State Sen. Brendan Crighton, who filed the Senate version, said the commission would study ways to improve congestion, fourth-worst in the world in Boston, which “would help the economy, environment and the quality of life for countless residents.”
“We don’t have a plan for how we’re going to pay for the maintenance, upkeep, even investment in roads, bridges and transit,” said Jim Rooney, Boston Chamber president and CEO. “The proposal is to face the realities that it’s inequitable. It’s not sustainable.”
Rooney pointed to the elimination of the gas tax in 12 years, by way of Massachusetts outlawing the sale of gas-powered vehicles by 2035, saying a long-term plan is needed to make up for that loss of revenue.
The commission would study a number of options, including a more equitable tolling system and flat-rate public transit fares to incentivize ridership, but congestion pricing has proven to be a difficult selling point thus far, Rooney said.
Former Gov.
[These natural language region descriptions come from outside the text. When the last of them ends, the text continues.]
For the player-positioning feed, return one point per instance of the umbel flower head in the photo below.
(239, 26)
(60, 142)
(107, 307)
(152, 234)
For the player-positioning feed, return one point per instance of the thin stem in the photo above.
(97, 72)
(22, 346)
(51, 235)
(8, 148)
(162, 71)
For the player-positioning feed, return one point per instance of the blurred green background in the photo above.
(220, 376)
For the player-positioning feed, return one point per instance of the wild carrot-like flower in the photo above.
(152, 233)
Charlie Baker cited equity concerns with that concept when he vetoed the bill last summer, and Rooney expects there may be some political resistance to it this time around as well.
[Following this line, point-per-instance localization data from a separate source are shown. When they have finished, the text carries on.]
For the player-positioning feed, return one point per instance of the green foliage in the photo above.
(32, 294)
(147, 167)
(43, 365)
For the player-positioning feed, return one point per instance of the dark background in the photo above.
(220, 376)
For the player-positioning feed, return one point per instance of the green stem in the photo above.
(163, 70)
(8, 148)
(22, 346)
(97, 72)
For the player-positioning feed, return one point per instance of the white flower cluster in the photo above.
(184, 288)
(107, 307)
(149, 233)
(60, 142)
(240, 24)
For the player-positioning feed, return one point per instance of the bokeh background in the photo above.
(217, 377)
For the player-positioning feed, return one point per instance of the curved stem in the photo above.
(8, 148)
Also called mobility pricing, the concept can take a number of different forms, according to the U.S. Department of Transportation.
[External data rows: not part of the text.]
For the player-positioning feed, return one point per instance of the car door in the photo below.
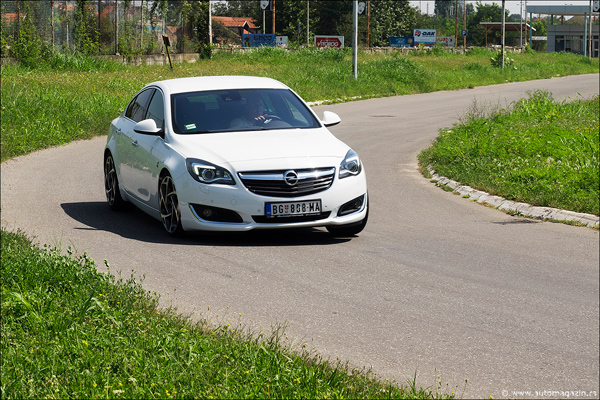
(147, 153)
(128, 143)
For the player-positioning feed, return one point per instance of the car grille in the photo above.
(288, 183)
(261, 219)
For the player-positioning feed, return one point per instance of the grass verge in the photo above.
(69, 331)
(539, 151)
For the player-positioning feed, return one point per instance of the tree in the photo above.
(85, 29)
(390, 18)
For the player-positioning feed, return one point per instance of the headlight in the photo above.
(351, 165)
(205, 172)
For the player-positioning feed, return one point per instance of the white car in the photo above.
(232, 153)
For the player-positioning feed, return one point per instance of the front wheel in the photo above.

Toll prices could be increased during peak commuting hours, and discounted during off-peak hours, which reduced congestion in Seattle.
Zone-based pricing would involve adding tolls to charge drivers who are traveling within or into a congested area in Boston. This type of project has been implemented abroad in London, Stockholm and Singapore, but there are no operating examples in the U.S., according to USDOT.
A toll-free option would tax drivers based on the miles they drive with their personal vehicles, which has been tested in Minnesota and Oregon. Some people think it’s fair, but others feel it’s intrusive, Rooney said.
“Would it work in Boston? I don’t know. Is it politically feasible? I don’t know,” Rooney said. “If it’s not politically feasible — it could be a great idea in some people’s minds, it could work technically, technologically, but it’s not politically sellable.”
Rooney said he’s not predisposed to supporting a “massive congestion pricing” program, but is looking forward to gauging the reaction for it, should the bill pass and the commission be formed.
“Back when we tried to figure out how to pay for the Big Dig, it wasn’t popular to raise tolls on the Turnpike, but there was a bill coming,” he said. “Something had to be done, and the tolls we’re paying today is a result of that.”
It’s the Chamber’s third attempt at pushing the bill through, and Rooney said he’s already had early conversations with Gov. Maura Healey and the incoming transportation secretary.
Karissa Hand, Healey’s press secretary, said “the governor recognizes the need for long-term sustainable funding for our transportation system.
“She looks forward to partnering with the business community, Legislature and other stakeholders to think creatively on how we can increase our investment in transportation and strengthen our economy.”